Amino Acids, NEFAs, and Energy Metabolism

The researchers also evaluated the connection between abnormal glucagon responses and specific amino acids, particularly alanine, as well as NEFAs. Compared with those without MASLD, fasting alanine levels were higher in those with MASLD, but neither alanine nor NEFAs contributed to the relationship between liver fat and glucagon levels.

In addition, total amino acids or branched-chain amino acids (BCAAs) could not provide an explanation for these findings. These results challenge the notion that alanine, BCAAs, or NEFAs alone account for elevated glucagon levels in this setting.

Another notable finding of this study was the absence of a consistently observable relationship between glucagon concentrations and overall energy metabolism. With appropriate statistical adjustments, no significant relationship was observed between plasma glucagon levels and glucose oxidation, lipid oxidation, or hepatic adenosine triphosphate (ATP) availability.

Thus, the findings may be consistent with altered hepatic glucagon signaling, although the study cannot prove a specific hepatic glucagon-resistance mechanism.

Implications for Glucagon-Based Diabetes Research

The study showed that glucagon concentrations are already abnormally elevated in the early stages of T2D and are closely linked to MASLD. Increased liver fat accumulation was associated with a higher post-meal glucagon response in T2D, compared with those without diabetes, after controlling for insulin sensitivity and abdominal fat.
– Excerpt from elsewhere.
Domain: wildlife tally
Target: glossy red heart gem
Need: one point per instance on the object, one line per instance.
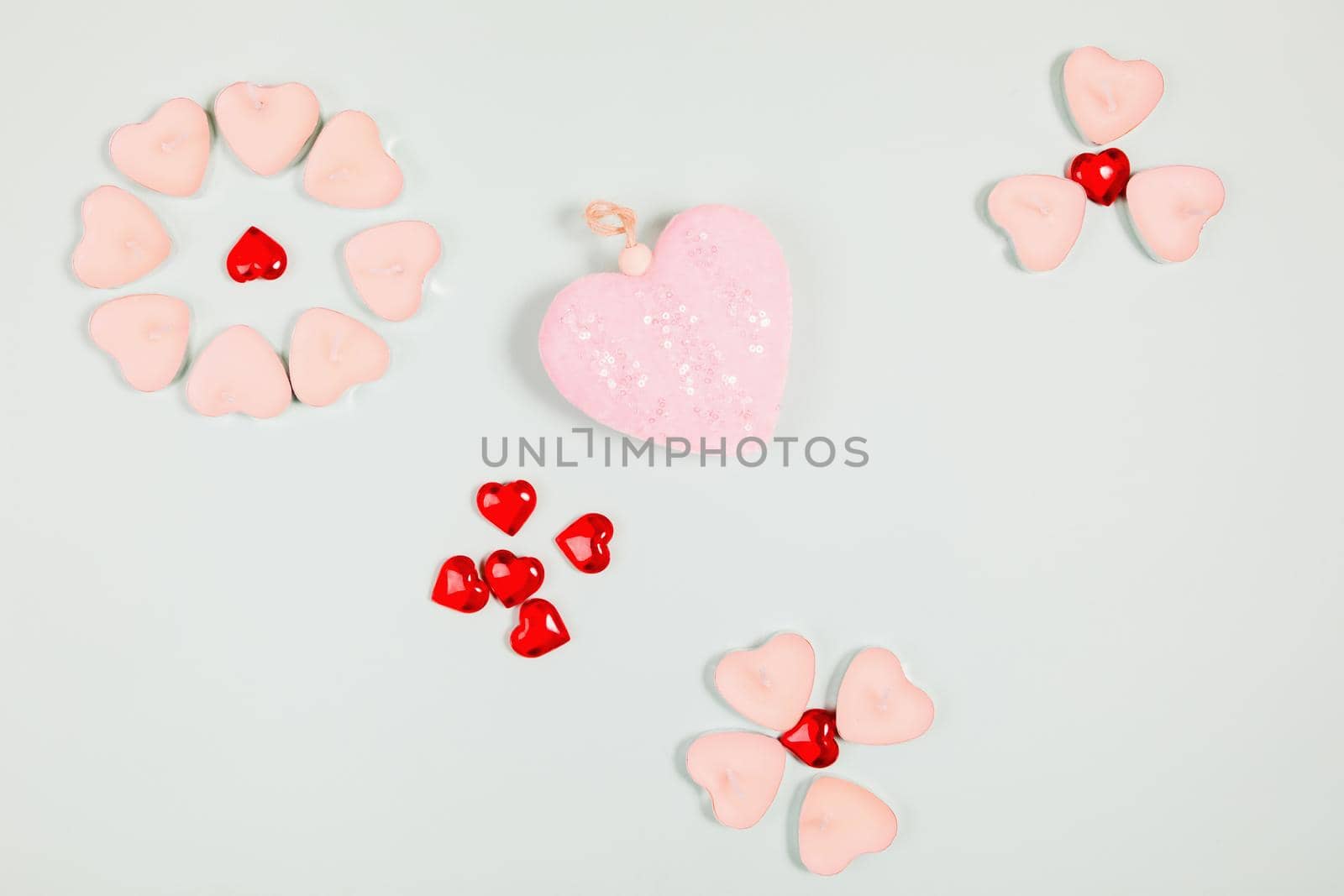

Further, neither amino acids nor NEFAs contributed to this relationship, indicating a possible disruption of glucagon signaling in the liver. However, because the study was cross-sectional and some subgroup analyses of MASLD were exploratory, the findings should be interpreted as hypothesis-generating rather than causal.

These findings highlight the complex relationship between fatty liver disease and diabetes and may inform future research on glucagon-based therapies aimed at improving both glucose control and liver health.